In 1970, Wallman graduated from high school and worked for Farrar, Straus and Giroux in New York City for six months before moving to Paris. There she met Benito Merlino, a Sicilian folksinger, record-store owner and record producer. She learned to play guitar and spent time at Disco'Thé, a record shop in the Latin Quarter, where she sometimes sang. At the shop she met two young guitarists who played with her, forming Her Folk Group.

Merlino introduced Wallman to his contacts in the record industry. She met Michel Bachelet and Jean-Paul Smets, respectively the owner and artists and repertoire manager of Société française de production (SFP), a small French record label. They invited her to record her debut album at Pierre Barouh's Studios Saravah. She recorded an album of public-domain folk songs and ballads under the name Tia Blake, with the group accompanying her. It was released in France in 1971 as Folk Songs & Ballads: Tia Blake and Her Folk-Group, with few copies produced. A month after the album's release, Wallman and her group performed at the Théâtre du Vieux-Colombier to promote it. In 1973, she recorded demos and rehearsal tapes with a guitarist named Jack.

In September 1976, while living in Montreal, Wallman responded to a call from CBC Radio for songs by local artists. She recorded a demo tape of three originals at a CBC studio, including one song for her father and another for an old boyfriend. The producer found nothing usable and returned the tape to her. She later sang backing vocals on "Boule Qui Roule", a song from Daniel Lavoie's 1979 album Nirvana Bleu.

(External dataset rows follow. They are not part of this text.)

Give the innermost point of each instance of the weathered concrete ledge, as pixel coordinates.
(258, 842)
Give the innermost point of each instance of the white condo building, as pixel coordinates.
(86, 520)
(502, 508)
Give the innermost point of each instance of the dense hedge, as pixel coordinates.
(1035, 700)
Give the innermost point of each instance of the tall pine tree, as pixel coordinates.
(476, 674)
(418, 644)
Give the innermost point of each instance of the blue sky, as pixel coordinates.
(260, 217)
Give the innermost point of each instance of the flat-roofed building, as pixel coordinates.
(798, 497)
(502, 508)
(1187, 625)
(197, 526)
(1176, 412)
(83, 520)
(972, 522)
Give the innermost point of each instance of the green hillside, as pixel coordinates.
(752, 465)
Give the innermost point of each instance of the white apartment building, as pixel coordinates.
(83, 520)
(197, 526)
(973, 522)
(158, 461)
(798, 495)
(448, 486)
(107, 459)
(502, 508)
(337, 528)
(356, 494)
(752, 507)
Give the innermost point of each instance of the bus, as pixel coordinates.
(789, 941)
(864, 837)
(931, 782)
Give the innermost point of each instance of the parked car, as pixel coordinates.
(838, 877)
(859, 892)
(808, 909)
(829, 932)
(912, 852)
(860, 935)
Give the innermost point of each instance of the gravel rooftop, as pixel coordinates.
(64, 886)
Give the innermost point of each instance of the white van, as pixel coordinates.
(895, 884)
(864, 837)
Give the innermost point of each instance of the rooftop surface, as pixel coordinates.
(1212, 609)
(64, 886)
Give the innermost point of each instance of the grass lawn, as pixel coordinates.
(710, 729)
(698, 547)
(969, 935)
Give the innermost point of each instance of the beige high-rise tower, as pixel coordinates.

Wallman graduated from Smith College in 1989 and won the Elizabeth Drew Writing Prize. Living in North Carolina, she worked as a freelance writer and editor. She published two pieces in Granta under the name Tia Wallman. The first was a memoir about travelling to Saigon with her sister during the Vietnam War to find her father, who worked for the CIA; the second was published after her death. In 2006, she co-wrote a 10-minute comedy piece with her mother, Joan Blake, which was staged at the 2007 New York Fringe Festival.

In 2011, Wallman's debut album was reissued on CD by Water Music, together with her Paris demos and CBC Montreal recordings. The album has been described as a lost or rediscovered album, and it circulated among collectors during the 1990s and 2000s. Commentators have compared Blake with Nick Drake, Nico, Sibylle Baier, Bridget St. John, and Vashti Bunyan.

Wallman died of breast cancer in Pinehurst, North Carolina, on June 17, 2015, aged 63. She was buried next to her brothers Chris and Peter in North Hatley, Quebec, Canada. The Tia Blake Collection is held at Wilson Library in North Carolina and includes audio recordings, images, documents, and written works by Wallman.

== Works ==
=== Discography ===
- Folk Songs and Ballads: Tia Blake and Her Folk-group (LP), SFP, Paris, 1971.
  - Reissued by Water Music, California, in 2011, together with Paris demos (1973) and CBC Montreal recordings (1976)
  - Reissued and remastered by Ici Bientôt, Paris, in 2022
- Tia Blake, Paris and Montreal Demos 1973–1976 (EP), Yep Roc Records, 2018.